Both Person 1 and Person 2 move toward Person 3 at the same speed.
Determine which person reaches Person 3 first:
- Return 1 if Person 1 arrives first.
- Return 2 if Person 2 arrives first.
- Return 0 if both arrive at the same time.
Return the result accordingly.
Example 1:
Input: x = 2, y = 7, z = 4
Output: 1
Explanation:
- Person 1 is at position 2 and can reach Person 3 (at position 4) in 2 steps.
- Person 2 is at position 7 and can reach Person 3 in 3 steps.
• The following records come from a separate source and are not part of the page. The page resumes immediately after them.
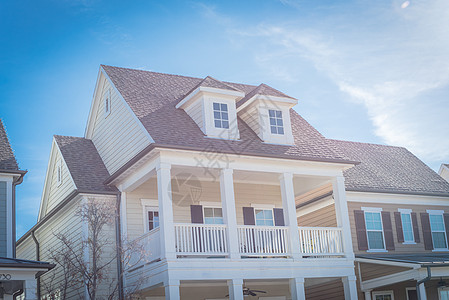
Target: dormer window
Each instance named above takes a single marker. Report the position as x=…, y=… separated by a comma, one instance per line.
x=221, y=117
x=276, y=124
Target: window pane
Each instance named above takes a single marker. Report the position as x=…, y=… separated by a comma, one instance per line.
x=439, y=240
x=375, y=240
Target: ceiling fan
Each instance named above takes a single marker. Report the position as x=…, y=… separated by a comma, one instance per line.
x=249, y=292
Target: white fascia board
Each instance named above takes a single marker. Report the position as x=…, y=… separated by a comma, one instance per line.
x=288, y=101
x=397, y=199
x=187, y=99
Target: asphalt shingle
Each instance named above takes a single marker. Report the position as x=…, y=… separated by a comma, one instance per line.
x=84, y=163
x=7, y=158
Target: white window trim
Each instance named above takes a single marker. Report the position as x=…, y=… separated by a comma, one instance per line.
x=407, y=211
x=439, y=213
x=59, y=172
x=443, y=288
x=375, y=210
x=107, y=107
x=409, y=289
x=148, y=205
x=383, y=293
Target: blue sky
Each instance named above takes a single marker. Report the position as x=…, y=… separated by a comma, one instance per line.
x=371, y=71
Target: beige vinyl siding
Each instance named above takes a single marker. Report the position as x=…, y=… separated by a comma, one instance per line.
x=324, y=217
x=399, y=247
x=58, y=192
x=245, y=195
x=195, y=111
x=119, y=136
x=252, y=119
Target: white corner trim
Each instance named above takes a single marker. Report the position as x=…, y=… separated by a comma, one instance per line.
x=371, y=209
x=149, y=202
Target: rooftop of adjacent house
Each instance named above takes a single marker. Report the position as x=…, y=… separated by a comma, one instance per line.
x=7, y=158
x=153, y=96
x=389, y=169
x=84, y=163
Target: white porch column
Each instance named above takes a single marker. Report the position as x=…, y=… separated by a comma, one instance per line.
x=422, y=292
x=235, y=289
x=350, y=287
x=368, y=295
x=29, y=288
x=167, y=230
x=172, y=290
x=297, y=289
x=289, y=206
x=229, y=213
x=341, y=211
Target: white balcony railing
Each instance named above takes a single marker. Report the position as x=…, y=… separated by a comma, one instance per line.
x=201, y=239
x=263, y=240
x=319, y=241
x=144, y=249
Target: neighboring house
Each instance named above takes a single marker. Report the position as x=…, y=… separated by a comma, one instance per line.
x=399, y=213
x=17, y=276
x=444, y=171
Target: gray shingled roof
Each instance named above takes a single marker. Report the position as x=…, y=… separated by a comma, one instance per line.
x=84, y=163
x=7, y=158
x=389, y=169
x=153, y=97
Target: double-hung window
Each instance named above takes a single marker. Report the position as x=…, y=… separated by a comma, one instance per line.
x=407, y=227
x=438, y=229
x=221, y=116
x=374, y=229
x=276, y=123
x=213, y=215
x=264, y=217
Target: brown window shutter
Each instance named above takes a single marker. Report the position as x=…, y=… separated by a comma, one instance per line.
x=388, y=230
x=360, y=227
x=426, y=231
x=278, y=217
x=415, y=227
x=446, y=224
x=248, y=216
x=196, y=214
x=399, y=231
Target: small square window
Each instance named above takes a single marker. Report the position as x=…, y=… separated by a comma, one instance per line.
x=276, y=123
x=221, y=117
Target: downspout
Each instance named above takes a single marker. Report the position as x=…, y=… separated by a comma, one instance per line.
x=429, y=276
x=38, y=257
x=118, y=238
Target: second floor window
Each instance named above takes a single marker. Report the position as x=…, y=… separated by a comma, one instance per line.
x=221, y=117
x=374, y=230
x=264, y=217
x=276, y=123
x=407, y=227
x=438, y=231
x=213, y=215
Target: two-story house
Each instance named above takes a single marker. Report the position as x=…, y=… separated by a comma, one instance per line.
x=399, y=213
x=207, y=175
x=17, y=276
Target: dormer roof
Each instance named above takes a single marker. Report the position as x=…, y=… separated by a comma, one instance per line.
x=263, y=90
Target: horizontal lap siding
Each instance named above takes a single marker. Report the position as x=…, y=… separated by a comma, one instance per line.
x=324, y=217
x=119, y=136
x=399, y=247
x=57, y=192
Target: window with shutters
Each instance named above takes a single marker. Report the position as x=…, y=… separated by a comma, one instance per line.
x=407, y=226
x=374, y=229
x=438, y=229
x=383, y=295
x=213, y=215
x=264, y=217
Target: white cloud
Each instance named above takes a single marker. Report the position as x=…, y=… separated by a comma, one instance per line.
x=390, y=59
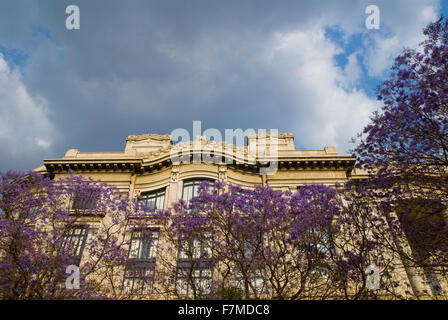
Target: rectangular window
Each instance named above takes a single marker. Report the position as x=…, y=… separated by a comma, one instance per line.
x=139, y=273
x=194, y=267
x=255, y=278
x=191, y=188
x=155, y=200
x=84, y=200
x=144, y=245
x=75, y=239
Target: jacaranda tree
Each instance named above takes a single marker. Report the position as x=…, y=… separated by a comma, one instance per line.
x=47, y=225
x=405, y=148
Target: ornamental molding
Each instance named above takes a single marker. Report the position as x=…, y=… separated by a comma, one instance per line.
x=153, y=136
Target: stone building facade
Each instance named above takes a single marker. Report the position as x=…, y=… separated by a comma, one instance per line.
x=152, y=167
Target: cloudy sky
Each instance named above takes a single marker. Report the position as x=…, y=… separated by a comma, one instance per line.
x=302, y=66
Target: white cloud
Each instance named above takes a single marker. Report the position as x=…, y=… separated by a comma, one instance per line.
x=326, y=111
x=380, y=54
x=24, y=124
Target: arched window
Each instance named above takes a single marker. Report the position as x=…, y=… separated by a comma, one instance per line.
x=154, y=200
x=191, y=188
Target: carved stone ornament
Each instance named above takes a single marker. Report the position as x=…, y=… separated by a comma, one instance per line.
x=222, y=173
x=175, y=173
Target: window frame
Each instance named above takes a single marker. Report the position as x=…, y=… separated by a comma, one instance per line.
x=154, y=194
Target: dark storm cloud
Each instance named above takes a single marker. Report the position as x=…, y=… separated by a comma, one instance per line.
x=153, y=66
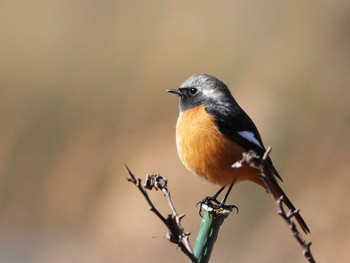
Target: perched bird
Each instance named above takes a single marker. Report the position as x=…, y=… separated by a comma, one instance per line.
x=213, y=131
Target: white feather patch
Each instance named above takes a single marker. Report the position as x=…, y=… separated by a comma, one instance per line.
x=250, y=137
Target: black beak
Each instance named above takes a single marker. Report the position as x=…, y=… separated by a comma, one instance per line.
x=175, y=91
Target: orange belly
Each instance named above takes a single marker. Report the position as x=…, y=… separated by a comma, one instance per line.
x=207, y=152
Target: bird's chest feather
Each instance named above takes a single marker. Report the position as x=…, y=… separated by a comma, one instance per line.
x=204, y=149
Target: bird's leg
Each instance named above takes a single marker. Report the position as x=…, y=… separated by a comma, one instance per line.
x=212, y=201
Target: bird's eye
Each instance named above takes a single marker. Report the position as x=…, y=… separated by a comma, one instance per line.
x=193, y=91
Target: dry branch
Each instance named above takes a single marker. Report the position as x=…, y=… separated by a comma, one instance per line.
x=254, y=160
x=176, y=233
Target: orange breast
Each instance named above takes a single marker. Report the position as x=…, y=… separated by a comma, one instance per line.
x=207, y=152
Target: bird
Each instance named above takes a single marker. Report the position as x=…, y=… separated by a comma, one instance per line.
x=212, y=133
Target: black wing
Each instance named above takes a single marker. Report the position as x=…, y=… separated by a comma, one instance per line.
x=232, y=121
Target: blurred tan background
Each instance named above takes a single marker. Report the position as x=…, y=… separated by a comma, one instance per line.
x=83, y=91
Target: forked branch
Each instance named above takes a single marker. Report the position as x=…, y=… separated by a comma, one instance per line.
x=254, y=160
x=176, y=233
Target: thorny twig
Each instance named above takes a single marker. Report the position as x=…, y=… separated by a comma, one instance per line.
x=254, y=160
x=176, y=233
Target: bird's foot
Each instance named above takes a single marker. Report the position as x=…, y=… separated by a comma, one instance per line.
x=213, y=203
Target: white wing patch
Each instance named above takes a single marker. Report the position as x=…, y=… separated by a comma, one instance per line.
x=250, y=137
Since Person 1 reaches Person 3 first, the output is 1.
Example 2:
Input: x = 2, y = 5, z = 6
Output: 2
Explanation:
- Person 1 is at position 2 and can reach Person 3 (at position 6) in 4 steps.
- Person 2 is at position 5 and can reach Person 3 in 1 step.
Since Person 2 reaches Person 3 first, the output is 2.
Example 3:
Input: x = 1, y = 5, z = 3
Output: 0
Explanation:
- Person 1 is at position 1 and can reach Person 3 (at position 3) in 2 steps.
- Person 2 is at position 5 and can reach Person 3 in 2 steps.
Since both Person 1 and Person 2 reach Person 3 at the same time, the output is 0.
Constraints:
1 <= x, y, z <= 100
Solutions
Solution 1: Mathematics
We calculate the distance $a$ between the 1st person and the 3rd person, and the distance $b$ between the 2nd person and the 3rd person.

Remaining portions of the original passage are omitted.